Claudette rushed to her room and gathered clothes, toiletries, and Mémère’s sewing kit. She removed her money from behind the wood panel and tucked it into her brassiere and vest pockets. There was no question of lugging Mémère’s heavy trunk; she could take only a large canvas bag. Dragging it on the floor, she made her way toward the business manager’s office.
She emerged from the side corridor to mayhem. Marguerite, who hadn’t come in for weeks, screamed in horror. The staff gathered around her.
“My sister.” Marguerite hiccupped the words. “The Nazis!”
Claudette broke into the circle and put her arm around her friend. “What?”
“They’re combing through the houses.” The maid gathered herself. “They found Jewish refugees next door and dragged them out and beat them. They ordered us all to stand outside as they searched our homes too. When my sister couldn’t move, they just shot her in bed!”
A black cloud filled Claudette’s head. Her tongue thickened in her mouth. No one would drive her to the village now. The Nazis had finally come for people like her. To shoot them.

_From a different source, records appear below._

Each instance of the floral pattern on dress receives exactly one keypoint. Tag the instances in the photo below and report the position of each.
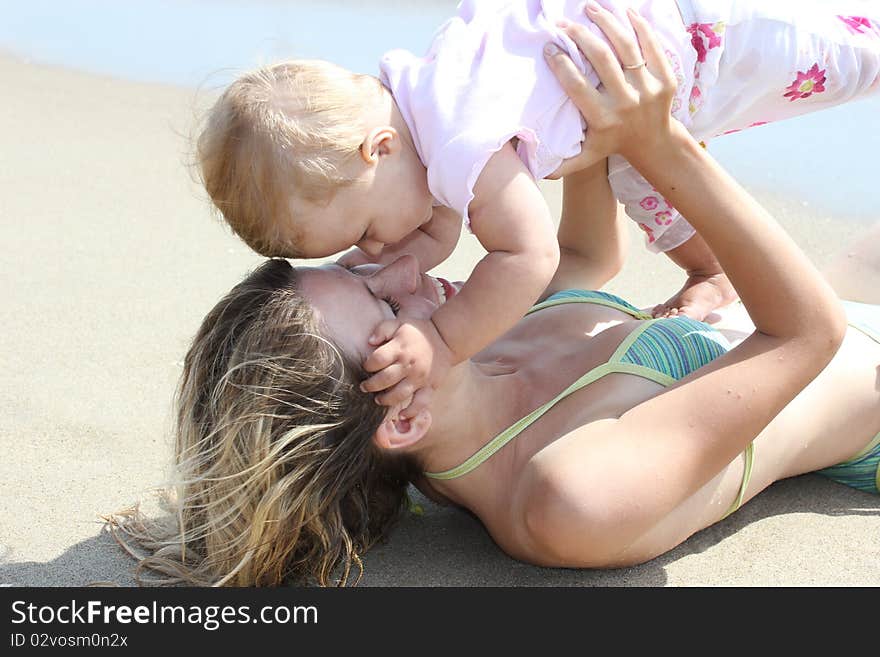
(663, 218)
(705, 37)
(806, 84)
(696, 101)
(679, 80)
(751, 125)
(857, 24)
(649, 203)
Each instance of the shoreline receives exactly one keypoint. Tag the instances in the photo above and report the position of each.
(113, 257)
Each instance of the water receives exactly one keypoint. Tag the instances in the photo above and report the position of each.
(827, 160)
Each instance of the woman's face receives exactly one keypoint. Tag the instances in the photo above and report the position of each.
(351, 302)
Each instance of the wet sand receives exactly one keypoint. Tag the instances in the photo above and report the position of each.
(112, 256)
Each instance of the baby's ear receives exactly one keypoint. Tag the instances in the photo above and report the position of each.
(398, 433)
(380, 141)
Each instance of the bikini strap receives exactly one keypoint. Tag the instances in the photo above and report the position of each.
(749, 456)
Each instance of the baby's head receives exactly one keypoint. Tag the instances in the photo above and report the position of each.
(290, 156)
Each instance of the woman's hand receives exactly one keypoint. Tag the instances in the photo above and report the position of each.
(632, 113)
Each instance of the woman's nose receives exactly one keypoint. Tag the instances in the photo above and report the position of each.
(371, 247)
(402, 274)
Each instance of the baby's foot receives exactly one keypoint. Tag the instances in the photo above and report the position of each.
(700, 295)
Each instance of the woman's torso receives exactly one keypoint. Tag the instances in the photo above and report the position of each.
(483, 81)
(546, 351)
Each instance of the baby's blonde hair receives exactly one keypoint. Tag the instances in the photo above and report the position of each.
(277, 478)
(286, 128)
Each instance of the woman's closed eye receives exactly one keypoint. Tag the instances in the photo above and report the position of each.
(394, 303)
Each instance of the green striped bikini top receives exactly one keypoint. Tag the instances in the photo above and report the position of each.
(662, 350)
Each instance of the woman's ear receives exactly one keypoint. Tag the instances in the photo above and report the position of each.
(380, 141)
(398, 433)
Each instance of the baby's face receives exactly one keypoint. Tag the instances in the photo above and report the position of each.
(381, 209)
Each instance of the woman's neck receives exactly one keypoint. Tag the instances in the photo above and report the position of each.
(465, 410)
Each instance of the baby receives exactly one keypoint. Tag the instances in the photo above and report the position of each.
(305, 159)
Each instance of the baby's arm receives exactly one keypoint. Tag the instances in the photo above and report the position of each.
(706, 288)
(431, 243)
(593, 240)
(512, 221)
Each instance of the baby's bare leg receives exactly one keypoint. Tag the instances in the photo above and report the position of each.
(855, 272)
(592, 239)
(707, 287)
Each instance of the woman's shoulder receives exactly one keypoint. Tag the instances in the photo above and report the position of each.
(596, 297)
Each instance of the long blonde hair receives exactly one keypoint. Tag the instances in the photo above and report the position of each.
(278, 478)
(286, 128)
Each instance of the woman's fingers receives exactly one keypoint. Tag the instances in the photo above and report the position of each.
(573, 82)
(622, 39)
(600, 55)
(657, 62)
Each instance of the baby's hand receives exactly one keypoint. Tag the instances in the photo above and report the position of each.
(413, 359)
(698, 297)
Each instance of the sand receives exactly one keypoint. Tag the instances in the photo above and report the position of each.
(112, 256)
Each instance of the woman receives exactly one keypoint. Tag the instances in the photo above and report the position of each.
(289, 471)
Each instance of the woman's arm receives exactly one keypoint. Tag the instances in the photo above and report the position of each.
(595, 492)
(592, 239)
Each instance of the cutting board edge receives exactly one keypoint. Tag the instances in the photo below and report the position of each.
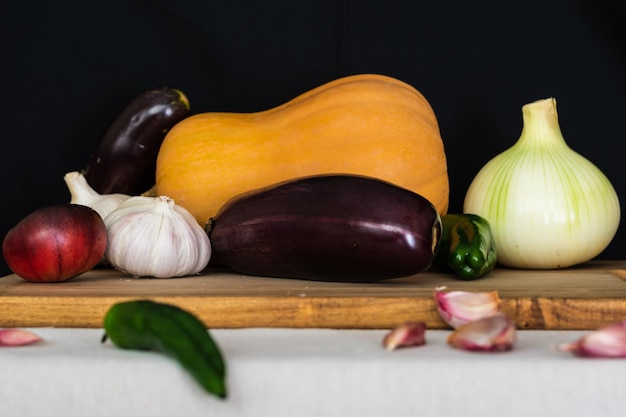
(341, 312)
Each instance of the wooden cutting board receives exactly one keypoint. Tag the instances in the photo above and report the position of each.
(583, 297)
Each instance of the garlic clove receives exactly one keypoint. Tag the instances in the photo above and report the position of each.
(607, 342)
(412, 333)
(489, 334)
(82, 193)
(18, 337)
(154, 237)
(461, 307)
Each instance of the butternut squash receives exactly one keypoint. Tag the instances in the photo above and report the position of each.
(367, 124)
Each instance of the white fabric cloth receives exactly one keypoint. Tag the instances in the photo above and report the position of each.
(311, 372)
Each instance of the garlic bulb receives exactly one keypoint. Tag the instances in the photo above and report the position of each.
(82, 193)
(548, 206)
(154, 237)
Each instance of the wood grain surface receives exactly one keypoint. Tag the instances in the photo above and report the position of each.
(583, 297)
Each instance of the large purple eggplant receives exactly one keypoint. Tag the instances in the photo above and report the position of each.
(340, 228)
(124, 160)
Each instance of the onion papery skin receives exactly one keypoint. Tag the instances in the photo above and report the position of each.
(549, 207)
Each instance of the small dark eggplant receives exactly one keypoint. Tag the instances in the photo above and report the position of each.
(341, 228)
(125, 158)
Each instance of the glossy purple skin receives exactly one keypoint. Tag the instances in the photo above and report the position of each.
(327, 228)
(125, 158)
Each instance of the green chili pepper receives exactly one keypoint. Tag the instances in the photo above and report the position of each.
(467, 246)
(148, 325)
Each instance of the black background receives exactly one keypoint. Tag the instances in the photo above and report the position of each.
(68, 68)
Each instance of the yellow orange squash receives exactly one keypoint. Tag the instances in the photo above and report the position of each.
(366, 124)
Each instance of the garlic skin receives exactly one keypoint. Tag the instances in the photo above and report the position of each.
(82, 193)
(154, 237)
(458, 308)
(409, 334)
(607, 342)
(490, 334)
(549, 207)
(18, 337)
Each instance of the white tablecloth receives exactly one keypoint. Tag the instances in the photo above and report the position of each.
(311, 372)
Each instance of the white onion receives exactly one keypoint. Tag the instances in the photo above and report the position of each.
(548, 206)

She had to live for Benjamin.
Chapter Twenty-Five
Uzi Yarden
Loire Valley, France
September 1946
Disheveled and dispirited people dragging cloth bundles and cardboard suitcases filled the stations. When a train arrived, they jostled for spots in the cars, ignoring the unshaven, wounded soldiers wearing tattered, bloodstained uniforms. Uzi changed trains three times and rode standing in a crowded bus on the last leg of his trip. The bombed railway to Châteauroux hadn’t been repaired.

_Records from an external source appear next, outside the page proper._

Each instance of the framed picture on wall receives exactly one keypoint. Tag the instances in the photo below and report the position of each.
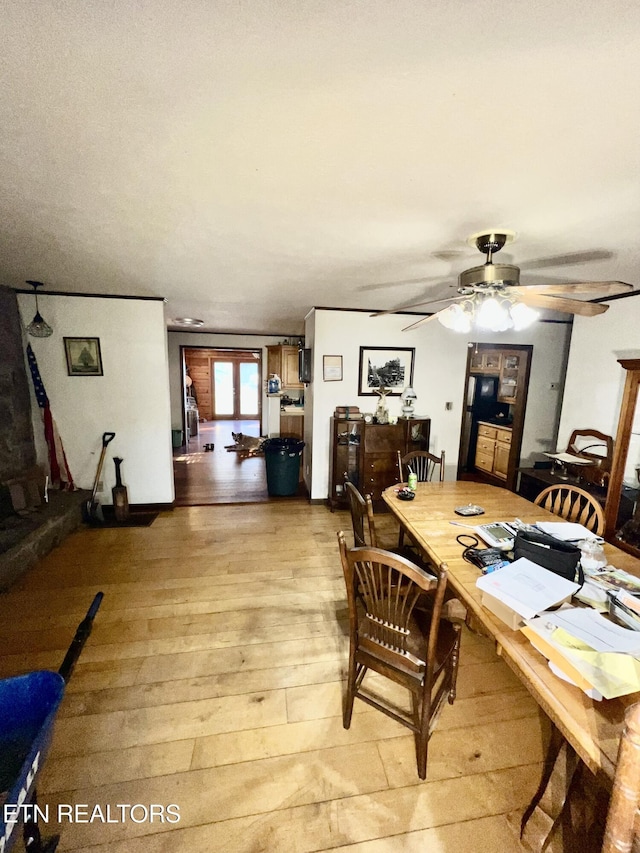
(332, 368)
(385, 367)
(83, 356)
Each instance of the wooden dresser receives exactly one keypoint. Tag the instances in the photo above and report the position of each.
(492, 449)
(368, 453)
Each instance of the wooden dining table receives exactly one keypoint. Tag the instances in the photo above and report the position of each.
(584, 730)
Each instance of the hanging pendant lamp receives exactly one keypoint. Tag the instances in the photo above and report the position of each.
(38, 328)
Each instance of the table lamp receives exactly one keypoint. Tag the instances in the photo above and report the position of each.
(408, 397)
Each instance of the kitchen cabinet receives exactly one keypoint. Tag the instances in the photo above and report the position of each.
(368, 454)
(486, 361)
(283, 360)
(492, 450)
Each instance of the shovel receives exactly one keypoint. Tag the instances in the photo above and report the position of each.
(92, 509)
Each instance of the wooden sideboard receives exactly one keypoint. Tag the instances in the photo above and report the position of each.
(368, 453)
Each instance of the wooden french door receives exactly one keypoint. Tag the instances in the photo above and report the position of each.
(235, 390)
(226, 383)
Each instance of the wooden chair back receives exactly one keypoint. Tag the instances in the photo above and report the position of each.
(423, 464)
(396, 629)
(573, 504)
(598, 448)
(361, 509)
(621, 831)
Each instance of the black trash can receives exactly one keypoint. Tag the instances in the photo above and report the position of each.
(282, 458)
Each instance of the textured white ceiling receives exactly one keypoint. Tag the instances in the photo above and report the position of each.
(249, 160)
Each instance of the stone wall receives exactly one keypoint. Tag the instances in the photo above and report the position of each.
(17, 450)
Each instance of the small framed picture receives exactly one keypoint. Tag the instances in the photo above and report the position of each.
(83, 356)
(385, 367)
(332, 368)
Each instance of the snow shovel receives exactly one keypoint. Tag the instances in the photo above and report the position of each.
(92, 509)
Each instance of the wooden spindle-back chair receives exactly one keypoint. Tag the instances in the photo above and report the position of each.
(392, 634)
(573, 504)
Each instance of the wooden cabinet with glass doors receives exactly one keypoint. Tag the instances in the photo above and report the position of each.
(486, 361)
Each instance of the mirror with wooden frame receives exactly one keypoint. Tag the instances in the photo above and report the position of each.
(624, 484)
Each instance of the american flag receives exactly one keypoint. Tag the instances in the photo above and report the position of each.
(59, 472)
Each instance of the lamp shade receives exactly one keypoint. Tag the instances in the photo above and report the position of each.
(38, 327)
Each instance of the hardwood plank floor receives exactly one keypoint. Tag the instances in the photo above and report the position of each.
(213, 680)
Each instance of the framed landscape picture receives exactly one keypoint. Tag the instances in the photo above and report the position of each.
(386, 367)
(332, 368)
(83, 356)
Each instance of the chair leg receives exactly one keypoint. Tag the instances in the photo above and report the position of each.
(352, 678)
(454, 670)
(421, 715)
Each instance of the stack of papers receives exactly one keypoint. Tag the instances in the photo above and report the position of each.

The town looked like a picture postcard. Green forest surrounded the château rising on the opposite bank of the fast-flowing river that could have irrigated the entire land of Israel. Using Miriam’s directions, Uzi made his way down a cobblestoned street the width of a horse-drawn cart. A narrow channel carved in its center carried wastewater.
“Your first stop will be a Protestant house of worship. Its religious leader is called a pastor,” Miriam had said. “Don’t confuse him with a Catholic one, called a priest.”
Uzi had no knowledge of the differences between the Christian denominations, only that they disapproved of one another. Then he saw their churches. A magnificent, sky-high cathedral dominated a wide street and drew the eye heavenward with its spires, steeples, and stained-glass windows. That street intersected with the main thoroughfare and narrowed to an alley only partially paved. There, still in sight of the cathedral, stood a humble, whitewashed, rectangular one-story building with a pitched roof. A marked difference, though both religions claimed to be monotheistic. How did that work with worshipping Jesus and a host of saints? Not that Uzi cared. He didn’t believe in a divine entity, only in people and their innate strength. Not in all people, for sure, only the good ones, those who treated their fellow humans with decency, dignity, and kindness.
A sculpted open book mounted on the pediment above the door was the only decoration. Uzi pulled the string of a doorbell. Climbing vines in riotous autumn reds covered the wall of an adjacent garden.
“Welcome to the Land of a Thousand Châteaux,” Pastor Gaspard said in English when he opened the door.